The program is designed to reassure consumers who buy lettuce and other leafy greens carrying a Food and Agriculture Department seal that the products were produced in accordance with set food safety standards, Kranz said.

Industry groups such as the California Farm Bureau and the Produce Marketing Association now plan to come up with the detailed guidelines that participating companies must follow. A board appointed by the state's agriculture secretary would be responsible for overseeing inspections of participating processing plants to gauge adherence to the guidelines.

The 24 companies signed up so far came from a pool of about 140 leafy-green handlers in the state, but represent about 70 percent of the product because they included most of the largest processors, Kranz said.

A separate program is in the works to cover lettuce and spinach growers that get their products to market without working through a go-between business, he added.

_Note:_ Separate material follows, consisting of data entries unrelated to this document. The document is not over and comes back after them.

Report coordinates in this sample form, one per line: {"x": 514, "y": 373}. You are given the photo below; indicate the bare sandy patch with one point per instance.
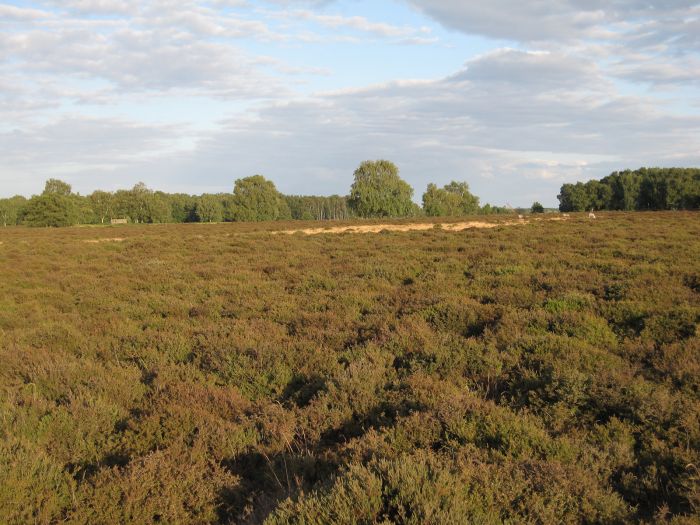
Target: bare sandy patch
{"x": 376, "y": 228}
{"x": 98, "y": 241}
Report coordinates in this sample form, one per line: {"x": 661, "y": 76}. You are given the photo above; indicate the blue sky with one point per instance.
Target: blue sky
{"x": 515, "y": 98}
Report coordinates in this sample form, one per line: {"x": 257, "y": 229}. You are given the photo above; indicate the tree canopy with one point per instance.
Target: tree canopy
{"x": 643, "y": 189}
{"x": 378, "y": 191}
{"x": 257, "y": 199}
{"x": 452, "y": 200}
{"x": 50, "y": 210}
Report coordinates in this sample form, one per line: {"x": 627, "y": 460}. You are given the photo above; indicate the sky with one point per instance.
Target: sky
{"x": 515, "y": 98}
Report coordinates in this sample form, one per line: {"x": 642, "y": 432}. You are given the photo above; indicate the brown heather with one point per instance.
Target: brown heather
{"x": 544, "y": 373}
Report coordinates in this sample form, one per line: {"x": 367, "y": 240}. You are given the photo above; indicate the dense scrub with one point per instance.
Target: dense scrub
{"x": 545, "y": 373}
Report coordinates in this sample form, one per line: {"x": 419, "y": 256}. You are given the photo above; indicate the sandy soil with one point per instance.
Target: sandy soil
{"x": 376, "y": 228}
{"x": 97, "y": 241}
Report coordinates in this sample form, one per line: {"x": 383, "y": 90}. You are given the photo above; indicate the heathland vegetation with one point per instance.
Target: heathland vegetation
{"x": 377, "y": 191}
{"x": 547, "y": 372}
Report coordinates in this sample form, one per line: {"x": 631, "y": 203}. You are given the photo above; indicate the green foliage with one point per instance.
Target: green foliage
{"x": 257, "y": 199}
{"x": 102, "y": 204}
{"x": 536, "y": 208}
{"x": 378, "y": 191}
{"x": 50, "y": 210}
{"x": 11, "y": 210}
{"x": 451, "y": 201}
{"x": 311, "y": 208}
{"x": 57, "y": 187}
{"x": 209, "y": 208}
{"x": 221, "y": 374}
{"x": 643, "y": 189}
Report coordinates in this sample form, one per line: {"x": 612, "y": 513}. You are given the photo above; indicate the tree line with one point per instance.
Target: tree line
{"x": 377, "y": 192}
{"x": 642, "y": 189}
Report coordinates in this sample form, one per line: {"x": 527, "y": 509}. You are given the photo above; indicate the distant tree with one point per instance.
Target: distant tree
{"x": 209, "y": 209}
{"x": 257, "y": 199}
{"x": 11, "y": 209}
{"x": 378, "y": 191}
{"x": 57, "y": 187}
{"x": 536, "y": 208}
{"x": 102, "y": 204}
{"x": 50, "y": 210}
{"x": 574, "y": 197}
{"x": 182, "y": 207}
{"x": 642, "y": 189}
{"x": 317, "y": 208}
{"x": 453, "y": 200}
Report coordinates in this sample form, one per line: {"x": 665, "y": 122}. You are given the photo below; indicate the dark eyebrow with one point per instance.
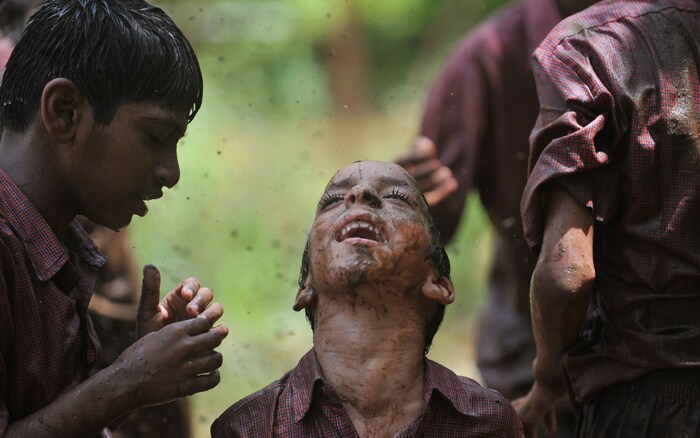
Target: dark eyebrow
{"x": 384, "y": 180}
{"x": 342, "y": 184}
{"x": 176, "y": 125}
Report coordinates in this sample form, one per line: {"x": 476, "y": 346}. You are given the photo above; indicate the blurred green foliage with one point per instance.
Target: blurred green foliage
{"x": 255, "y": 161}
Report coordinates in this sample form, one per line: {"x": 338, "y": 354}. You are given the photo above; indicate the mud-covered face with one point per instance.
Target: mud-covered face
{"x": 370, "y": 227}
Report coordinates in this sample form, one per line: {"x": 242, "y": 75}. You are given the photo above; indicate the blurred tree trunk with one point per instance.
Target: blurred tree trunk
{"x": 346, "y": 63}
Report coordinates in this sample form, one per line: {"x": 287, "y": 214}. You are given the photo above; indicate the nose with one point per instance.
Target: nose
{"x": 362, "y": 194}
{"x": 168, "y": 172}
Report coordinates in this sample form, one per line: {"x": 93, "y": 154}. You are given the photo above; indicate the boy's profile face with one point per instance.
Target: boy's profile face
{"x": 370, "y": 226}
{"x": 119, "y": 166}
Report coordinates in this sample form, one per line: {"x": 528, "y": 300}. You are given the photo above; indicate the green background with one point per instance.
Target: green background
{"x": 269, "y": 136}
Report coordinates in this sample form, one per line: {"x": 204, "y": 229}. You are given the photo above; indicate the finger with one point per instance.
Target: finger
{"x": 530, "y": 430}
{"x": 188, "y": 288}
{"x": 202, "y": 298}
{"x": 213, "y": 313}
{"x": 204, "y": 363}
{"x": 423, "y": 146}
{"x": 209, "y": 340}
{"x": 150, "y": 293}
{"x": 444, "y": 190}
{"x": 194, "y": 326}
{"x": 202, "y": 382}
{"x": 422, "y": 150}
{"x": 176, "y": 306}
{"x": 550, "y": 422}
{"x": 425, "y": 170}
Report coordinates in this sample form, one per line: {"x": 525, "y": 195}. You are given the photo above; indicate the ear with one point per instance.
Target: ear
{"x": 63, "y": 108}
{"x": 439, "y": 289}
{"x": 305, "y": 298}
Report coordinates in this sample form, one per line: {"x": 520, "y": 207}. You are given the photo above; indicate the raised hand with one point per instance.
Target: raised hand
{"x": 186, "y": 301}
{"x": 436, "y": 181}
{"x": 175, "y": 361}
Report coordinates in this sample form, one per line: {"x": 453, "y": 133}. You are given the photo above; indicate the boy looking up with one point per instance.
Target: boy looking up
{"x": 95, "y": 97}
{"x": 374, "y": 284}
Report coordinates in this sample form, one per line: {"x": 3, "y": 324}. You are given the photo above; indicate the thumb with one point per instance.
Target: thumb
{"x": 150, "y": 292}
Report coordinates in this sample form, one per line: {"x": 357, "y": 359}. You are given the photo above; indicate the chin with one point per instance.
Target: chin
{"x": 114, "y": 224}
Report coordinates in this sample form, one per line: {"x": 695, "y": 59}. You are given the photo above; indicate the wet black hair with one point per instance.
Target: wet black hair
{"x": 436, "y": 255}
{"x": 114, "y": 51}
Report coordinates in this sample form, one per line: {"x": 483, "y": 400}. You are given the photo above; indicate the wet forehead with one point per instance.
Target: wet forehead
{"x": 376, "y": 173}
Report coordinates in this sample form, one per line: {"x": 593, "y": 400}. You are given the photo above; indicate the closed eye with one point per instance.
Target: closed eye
{"x": 329, "y": 199}
{"x": 398, "y": 194}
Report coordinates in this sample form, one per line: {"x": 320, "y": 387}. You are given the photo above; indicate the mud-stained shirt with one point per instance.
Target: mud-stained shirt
{"x": 301, "y": 404}
{"x": 619, "y": 130}
{"x": 47, "y": 344}
{"x": 479, "y": 113}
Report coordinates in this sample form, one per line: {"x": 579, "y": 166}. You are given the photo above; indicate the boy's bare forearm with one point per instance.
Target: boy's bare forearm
{"x": 561, "y": 284}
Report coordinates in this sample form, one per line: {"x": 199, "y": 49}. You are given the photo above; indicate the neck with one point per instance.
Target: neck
{"x": 31, "y": 165}
{"x": 371, "y": 352}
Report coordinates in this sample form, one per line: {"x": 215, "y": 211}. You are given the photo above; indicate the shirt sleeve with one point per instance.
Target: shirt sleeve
{"x": 454, "y": 119}
{"x": 6, "y": 330}
{"x": 571, "y": 143}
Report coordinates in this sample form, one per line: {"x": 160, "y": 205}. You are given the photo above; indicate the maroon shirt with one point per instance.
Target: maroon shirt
{"x": 47, "y": 344}
{"x": 620, "y": 132}
{"x": 301, "y": 404}
{"x": 479, "y": 114}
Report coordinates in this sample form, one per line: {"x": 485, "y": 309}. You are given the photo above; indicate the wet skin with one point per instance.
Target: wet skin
{"x": 373, "y": 291}
{"x": 66, "y": 164}
{"x": 370, "y": 227}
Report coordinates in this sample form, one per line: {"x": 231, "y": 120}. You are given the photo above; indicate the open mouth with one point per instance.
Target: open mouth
{"x": 360, "y": 230}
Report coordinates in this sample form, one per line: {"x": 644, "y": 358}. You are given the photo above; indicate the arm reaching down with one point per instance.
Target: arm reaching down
{"x": 559, "y": 294}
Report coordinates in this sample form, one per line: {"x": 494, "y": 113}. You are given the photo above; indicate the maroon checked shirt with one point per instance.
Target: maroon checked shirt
{"x": 619, "y": 130}
{"x": 47, "y": 344}
{"x": 301, "y": 404}
{"x": 479, "y": 114}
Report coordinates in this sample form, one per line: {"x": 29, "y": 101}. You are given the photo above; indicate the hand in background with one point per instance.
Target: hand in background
{"x": 538, "y": 405}
{"x": 436, "y": 181}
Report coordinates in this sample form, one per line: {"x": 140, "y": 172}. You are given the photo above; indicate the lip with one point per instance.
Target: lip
{"x": 143, "y": 208}
{"x": 365, "y": 221}
{"x": 151, "y": 196}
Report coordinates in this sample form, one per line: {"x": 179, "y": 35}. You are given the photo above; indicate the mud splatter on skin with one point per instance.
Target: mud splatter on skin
{"x": 370, "y": 314}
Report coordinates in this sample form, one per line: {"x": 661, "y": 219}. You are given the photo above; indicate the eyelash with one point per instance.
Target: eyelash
{"x": 328, "y": 199}
{"x": 396, "y": 194}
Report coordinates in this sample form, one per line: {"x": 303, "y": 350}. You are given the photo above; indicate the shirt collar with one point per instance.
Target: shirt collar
{"x": 446, "y": 382}
{"x": 540, "y": 18}
{"x": 43, "y": 247}
{"x": 303, "y": 379}
{"x": 438, "y": 378}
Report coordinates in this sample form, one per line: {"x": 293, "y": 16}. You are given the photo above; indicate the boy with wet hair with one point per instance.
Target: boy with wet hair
{"x": 95, "y": 97}
{"x": 374, "y": 282}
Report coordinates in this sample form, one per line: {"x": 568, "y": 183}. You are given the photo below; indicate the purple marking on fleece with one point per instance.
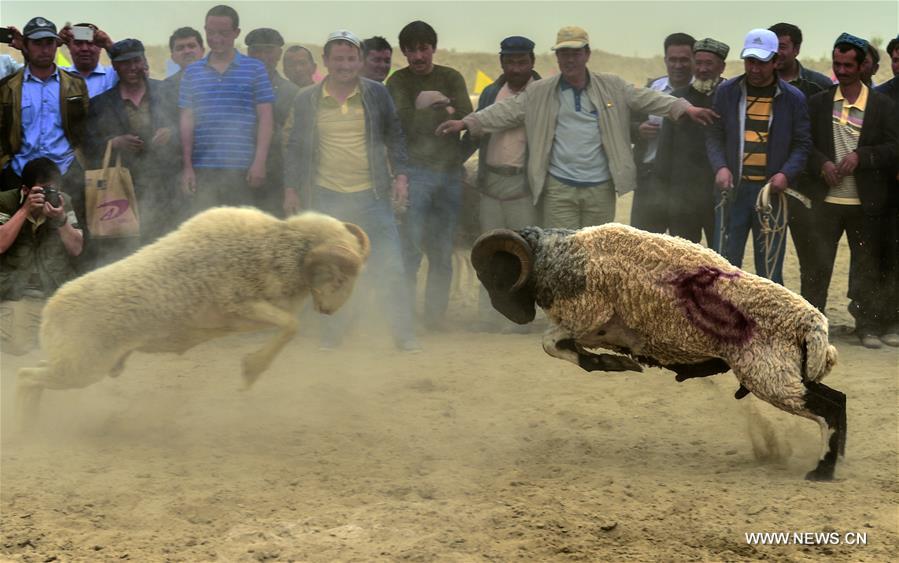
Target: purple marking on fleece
{"x": 707, "y": 310}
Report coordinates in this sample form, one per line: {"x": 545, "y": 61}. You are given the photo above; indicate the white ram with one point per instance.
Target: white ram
{"x": 225, "y": 270}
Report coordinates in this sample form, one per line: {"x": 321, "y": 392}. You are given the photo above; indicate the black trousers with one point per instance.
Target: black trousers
{"x": 889, "y": 265}
{"x": 806, "y": 240}
{"x": 864, "y": 234}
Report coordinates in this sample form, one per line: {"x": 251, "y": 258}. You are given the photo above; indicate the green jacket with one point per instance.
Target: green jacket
{"x": 73, "y": 101}
{"x": 39, "y": 249}
{"x": 537, "y": 108}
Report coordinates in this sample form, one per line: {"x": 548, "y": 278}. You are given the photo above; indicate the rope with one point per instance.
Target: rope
{"x": 773, "y": 226}
{"x": 722, "y": 212}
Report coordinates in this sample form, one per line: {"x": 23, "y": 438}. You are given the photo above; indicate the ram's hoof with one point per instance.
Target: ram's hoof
{"x": 819, "y": 474}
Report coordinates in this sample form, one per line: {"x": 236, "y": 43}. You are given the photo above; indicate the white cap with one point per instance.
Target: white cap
{"x": 760, "y": 44}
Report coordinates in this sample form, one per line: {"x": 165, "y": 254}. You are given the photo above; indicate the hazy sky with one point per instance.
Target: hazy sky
{"x": 627, "y": 28}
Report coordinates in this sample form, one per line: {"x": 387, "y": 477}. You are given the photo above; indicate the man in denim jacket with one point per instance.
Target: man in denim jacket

State Sen. Dean Florez, D-Shafter, who has introduced a bill that would set more stringent, mandatory production standards for leafy greens and put the responsibility for overseeing California-grown produce under the state health department, said the agriculture department's approval of the industry plan does not obviate the need for his bill.

Even though the largest processors have agreed to participate, Florez said he was concerned that the number of companies that signed on means the industry is not serious about policing itself.

Florez was appointed this week to head a new Senate Select Committee on Food-Borne Illness, which is scheduled to consider the processing marketing pact and his bill on Feb. 28.